Sati told Al-Monitor, “The campaign will use technology, the Internet and social media networks to reach atheists and answer all the questions which pushed them to atheism. We are also going to create a website for the “Think Again” campaign, which aims at spreading awareness concerning phenomena such as addiction, takfiri thinking, extremism and atheism.”

“The time frame of the campaign is not specified; it could go for a year,” Sati said. “To measure its success or failure, the campaign is going to base its information on the website, Facebook page and all the positive or negative outcomes it could have.”

Egypt’s attempts to control atheism are only normal in light of the current constitution, which states that Islam is the country’s religion.

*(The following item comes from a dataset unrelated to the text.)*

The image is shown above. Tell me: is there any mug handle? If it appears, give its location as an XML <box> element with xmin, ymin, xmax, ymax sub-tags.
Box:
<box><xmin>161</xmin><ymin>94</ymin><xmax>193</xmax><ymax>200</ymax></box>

However, the country’s campaign against atheism failed before even beginning. It was undertaken based on inaccurate evidence, such as atheists' appearances on a TV talk show and on Facebook pages, which are not necessarily a sign of the spread of atheism in Egypt.

It's noteworthy to mention that during Al-Monitor’s interview with Bassit, he said, “The information concerning atheists in Egypt in minimal.”

When asked why, he answered, “The main reason behind this is their fear of being oppressed by the government and society. This stops some individuals from announcing their atheism, despite the presence of larger and more courageous groups, which are the minority.”

The majority of atheists, as well as some Baha'is and Shiites, choose to stay silent and not give their opinion concerning religious matters, which makes them one of the most ambiguous groups for the government. This is what hinders the state ministries' control over their spread.